Глупый вопрос вчерашней журналистки. Он любил кофе, сигареты, коньяк. Но все это ему было нельзя. Все это сокращало жизнь (теперь звучало как анекдот). Что же говорить о Родине. Он родился в одной стране, жил в другой. Когда играл государственный гимн, он честно вставал, и честно пел те слова, которые выучил еще в школе. Он никак не мог выучить новые. Пожалуй, такие вещи у людей записываются на CD-R мозговой оболочки один раз и навсегда. И только некоторые уникумы утверждают, что способны сотворить над собой усилие, но ведь врут! Вот и Васильев каждый раз спотыкался на одном и том же месте и начинал тянуть: «Пааартия Леееенина. Сиииила нарооодная». И казалось шиком рявкнуть погромче, чтоб молодые, этих слов никогда не учившие слышали: «Нааас к торжествууу коммуниииизма…». Он под это просыпался с первого класса по десятый, а потом в институтской общаге – каждый новый день начинался в шесть утра с рева колонки проводного радио. Если бы Васильев был деревом, гимн пропитывал бы его, сохраняясь виниловой записью на годовых кольцах. Когда тебе уже за сорок, попробуй, переиначь! Легче броситься в топку истории. Вот он и…
Время спрессовалось настолько, что доли секунды тянулись теперь как вечность.

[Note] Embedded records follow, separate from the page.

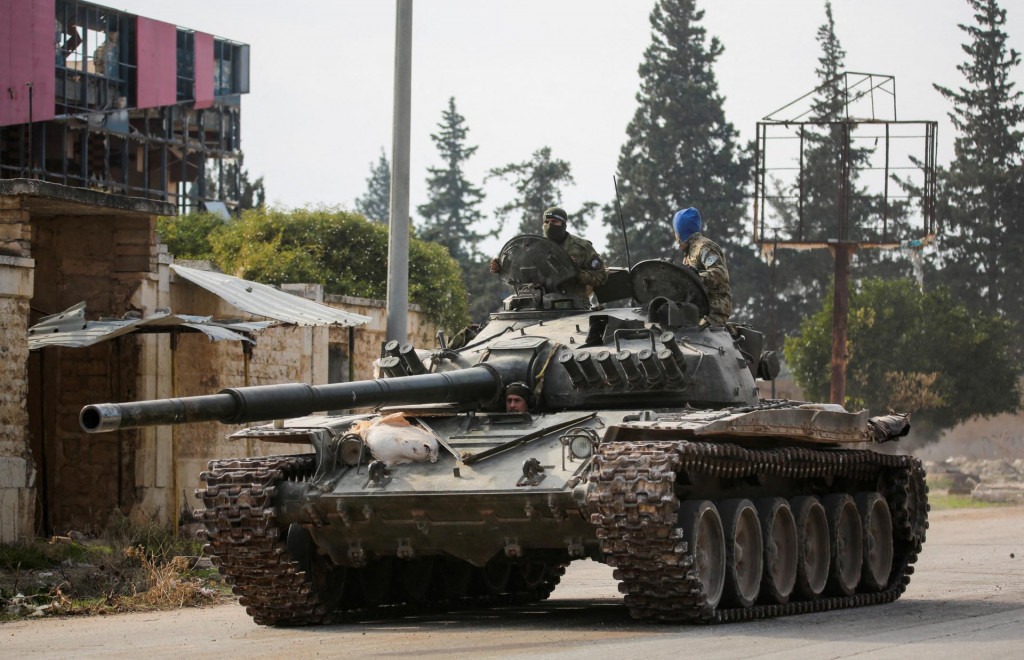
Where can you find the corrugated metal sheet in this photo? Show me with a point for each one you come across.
(70, 327)
(266, 301)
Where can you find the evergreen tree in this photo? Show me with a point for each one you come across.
(538, 184)
(898, 359)
(981, 193)
(804, 278)
(453, 206)
(680, 149)
(376, 203)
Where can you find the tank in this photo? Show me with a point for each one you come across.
(647, 447)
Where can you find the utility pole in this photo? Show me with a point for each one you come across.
(397, 247)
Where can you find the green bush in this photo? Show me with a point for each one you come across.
(343, 252)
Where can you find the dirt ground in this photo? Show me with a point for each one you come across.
(966, 600)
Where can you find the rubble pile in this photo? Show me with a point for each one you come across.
(992, 480)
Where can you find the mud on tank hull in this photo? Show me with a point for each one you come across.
(704, 518)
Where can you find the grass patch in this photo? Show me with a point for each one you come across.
(943, 502)
(939, 482)
(41, 555)
(134, 567)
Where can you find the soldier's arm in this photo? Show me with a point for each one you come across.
(592, 270)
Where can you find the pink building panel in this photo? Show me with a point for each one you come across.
(28, 52)
(157, 57)
(204, 70)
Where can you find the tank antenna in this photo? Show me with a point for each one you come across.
(626, 239)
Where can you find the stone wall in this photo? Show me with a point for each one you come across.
(281, 354)
(17, 474)
(61, 246)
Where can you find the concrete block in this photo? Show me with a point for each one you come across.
(13, 472)
(9, 515)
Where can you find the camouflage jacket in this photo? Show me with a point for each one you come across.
(705, 256)
(590, 267)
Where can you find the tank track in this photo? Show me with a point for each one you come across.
(248, 545)
(633, 494)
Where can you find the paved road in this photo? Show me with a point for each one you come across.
(966, 601)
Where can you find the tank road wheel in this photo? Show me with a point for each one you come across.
(812, 546)
(878, 532)
(847, 540)
(780, 550)
(702, 530)
(743, 552)
(375, 580)
(413, 578)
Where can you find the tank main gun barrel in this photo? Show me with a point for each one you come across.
(259, 403)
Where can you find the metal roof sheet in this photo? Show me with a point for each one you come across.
(266, 301)
(70, 327)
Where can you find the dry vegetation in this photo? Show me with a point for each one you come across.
(134, 567)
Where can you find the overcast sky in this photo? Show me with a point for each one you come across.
(527, 74)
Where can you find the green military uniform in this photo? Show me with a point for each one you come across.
(590, 268)
(707, 258)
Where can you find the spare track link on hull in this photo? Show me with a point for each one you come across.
(636, 515)
(248, 544)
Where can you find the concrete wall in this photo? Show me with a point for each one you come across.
(17, 475)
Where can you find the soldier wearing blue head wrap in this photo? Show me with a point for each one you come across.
(706, 258)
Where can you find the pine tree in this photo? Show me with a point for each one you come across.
(538, 184)
(376, 203)
(453, 206)
(804, 277)
(981, 193)
(680, 149)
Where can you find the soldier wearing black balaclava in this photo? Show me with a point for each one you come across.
(590, 267)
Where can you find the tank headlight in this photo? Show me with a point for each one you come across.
(581, 447)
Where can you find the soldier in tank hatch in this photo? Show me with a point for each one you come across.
(590, 267)
(704, 256)
(517, 397)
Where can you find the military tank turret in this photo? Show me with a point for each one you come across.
(647, 446)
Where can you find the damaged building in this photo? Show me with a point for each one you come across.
(99, 98)
(108, 122)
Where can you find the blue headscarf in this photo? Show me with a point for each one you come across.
(686, 222)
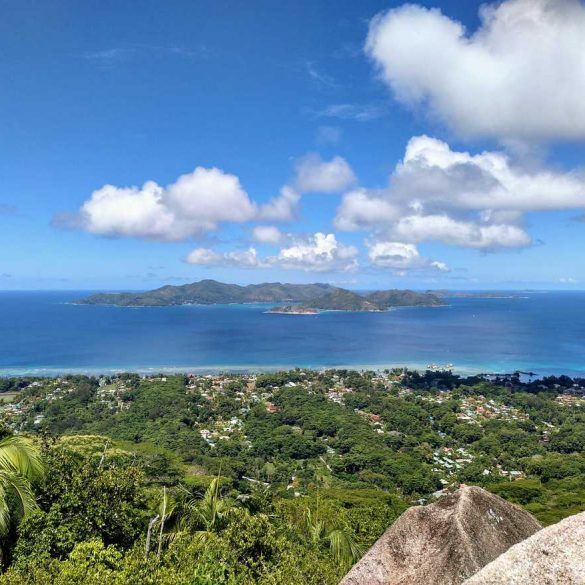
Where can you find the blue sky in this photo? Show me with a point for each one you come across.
(273, 95)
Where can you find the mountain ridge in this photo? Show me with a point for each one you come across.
(320, 296)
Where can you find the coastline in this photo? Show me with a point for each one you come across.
(463, 370)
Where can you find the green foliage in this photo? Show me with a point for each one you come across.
(285, 479)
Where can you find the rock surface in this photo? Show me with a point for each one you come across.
(444, 543)
(552, 556)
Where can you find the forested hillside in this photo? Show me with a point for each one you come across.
(272, 478)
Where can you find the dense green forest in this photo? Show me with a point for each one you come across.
(269, 478)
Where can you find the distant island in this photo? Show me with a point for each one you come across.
(306, 298)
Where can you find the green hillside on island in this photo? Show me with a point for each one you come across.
(280, 478)
(317, 296)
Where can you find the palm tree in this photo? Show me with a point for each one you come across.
(210, 512)
(341, 543)
(200, 517)
(20, 466)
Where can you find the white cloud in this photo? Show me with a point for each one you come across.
(442, 228)
(328, 135)
(318, 253)
(457, 198)
(313, 174)
(401, 256)
(521, 75)
(238, 258)
(360, 209)
(357, 112)
(204, 257)
(281, 208)
(439, 177)
(196, 203)
(267, 234)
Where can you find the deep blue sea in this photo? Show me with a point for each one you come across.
(41, 333)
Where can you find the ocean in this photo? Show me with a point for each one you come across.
(41, 333)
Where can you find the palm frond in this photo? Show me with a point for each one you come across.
(343, 547)
(19, 454)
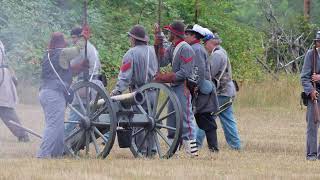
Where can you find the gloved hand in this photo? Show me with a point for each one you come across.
(165, 77)
(86, 32)
(115, 92)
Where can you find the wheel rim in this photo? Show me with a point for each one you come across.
(91, 120)
(154, 137)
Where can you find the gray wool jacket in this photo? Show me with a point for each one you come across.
(306, 72)
(204, 103)
(221, 72)
(182, 63)
(135, 70)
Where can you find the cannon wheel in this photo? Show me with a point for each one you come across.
(156, 108)
(89, 128)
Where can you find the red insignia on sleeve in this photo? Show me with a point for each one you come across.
(125, 67)
(186, 60)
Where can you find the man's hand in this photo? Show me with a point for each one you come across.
(314, 95)
(165, 77)
(115, 92)
(315, 77)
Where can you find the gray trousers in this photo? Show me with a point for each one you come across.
(188, 120)
(312, 148)
(53, 104)
(9, 114)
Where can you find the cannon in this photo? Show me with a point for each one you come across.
(137, 119)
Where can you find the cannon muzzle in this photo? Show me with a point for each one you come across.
(129, 99)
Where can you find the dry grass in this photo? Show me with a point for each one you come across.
(272, 128)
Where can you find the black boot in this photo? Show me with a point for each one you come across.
(212, 140)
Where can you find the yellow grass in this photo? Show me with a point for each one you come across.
(272, 129)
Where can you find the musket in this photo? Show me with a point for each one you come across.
(2, 65)
(160, 46)
(26, 129)
(85, 23)
(315, 101)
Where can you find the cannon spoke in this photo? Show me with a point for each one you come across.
(98, 113)
(141, 109)
(73, 134)
(148, 103)
(156, 100)
(100, 123)
(144, 139)
(100, 134)
(79, 142)
(76, 111)
(73, 122)
(166, 116)
(155, 137)
(95, 102)
(163, 137)
(137, 132)
(81, 103)
(87, 142)
(94, 140)
(87, 100)
(166, 127)
(162, 107)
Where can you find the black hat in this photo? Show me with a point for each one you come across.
(177, 28)
(138, 32)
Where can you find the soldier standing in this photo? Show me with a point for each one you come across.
(180, 55)
(221, 73)
(308, 77)
(139, 66)
(9, 99)
(205, 98)
(92, 63)
(56, 78)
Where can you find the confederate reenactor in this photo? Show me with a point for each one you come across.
(139, 66)
(180, 55)
(221, 73)
(310, 78)
(56, 78)
(9, 98)
(205, 97)
(92, 64)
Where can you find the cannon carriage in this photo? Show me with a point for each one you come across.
(138, 120)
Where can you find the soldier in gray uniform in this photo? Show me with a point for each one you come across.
(307, 77)
(180, 55)
(94, 66)
(56, 77)
(221, 73)
(9, 99)
(206, 103)
(139, 66)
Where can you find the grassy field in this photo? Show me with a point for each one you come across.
(271, 124)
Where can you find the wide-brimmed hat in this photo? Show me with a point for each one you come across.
(317, 36)
(177, 28)
(211, 36)
(138, 32)
(195, 29)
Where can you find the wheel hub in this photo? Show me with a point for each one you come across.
(86, 123)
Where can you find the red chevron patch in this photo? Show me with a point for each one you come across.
(125, 66)
(186, 60)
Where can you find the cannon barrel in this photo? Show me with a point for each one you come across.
(129, 99)
(126, 100)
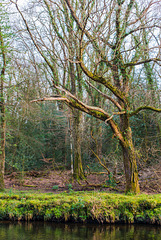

«Стройные структуры жизни уходят в хаос небытия. А что если наоборот! Хаос бытия переходит в стройные до тошноты структуры небытия. Вечный покой. Замерзший ад Данте. Минус 273 градуса. Абсолютный ноль. И ничто тебя не колышет. Только мысль скользит по ледяной пустыне, и ей не за что зацепиться», – думал он, упиваясь своей беспомощностью, слушая последние отголоски жизни в виде скрежетни замка и отчаянной брани. Перед его глазами плыли красные (спасательные?) круги.
«Родина и любовь».
Ассоциация вызвала к жизни замысловатый смысловой ряд, представившись сначала кинотеатром «Родина» в парке культуры и отдыха, потом любительским кинопроектором «Русь», потом банальной березкой, красным галстуком и длинным рядом барабанов в школьной пионерской комнате, где он впервые познал какова на ощупь женская грудь. По иронии судьбы, его первая была очень похожа на вчерашнюю (хотя между ними и было без малого тридцать лет) журналистку, которая после сытного ужина в ресторане (так случилось) стала последней. Ох, как же много их было в его жизни, этих трепещущих от ложного стыда и желания тушек на выставке достижений природного хозяйства! Особенно, когда он курировал молодежную политику в департаменте образования. Загородные лагеря, тематические смены для актива молодежных организаций… Голосист был специалист Васильев! Если надо, брался за баян! Голосисты бывали его увлечения, оглашавшие криками страсти лесные озера.
«Можно к вам в палатку?»
«Мы за отечественного производителя!»
«Хоп-хэй, лалалэй, Андрей Васильевич, держи бодрей!»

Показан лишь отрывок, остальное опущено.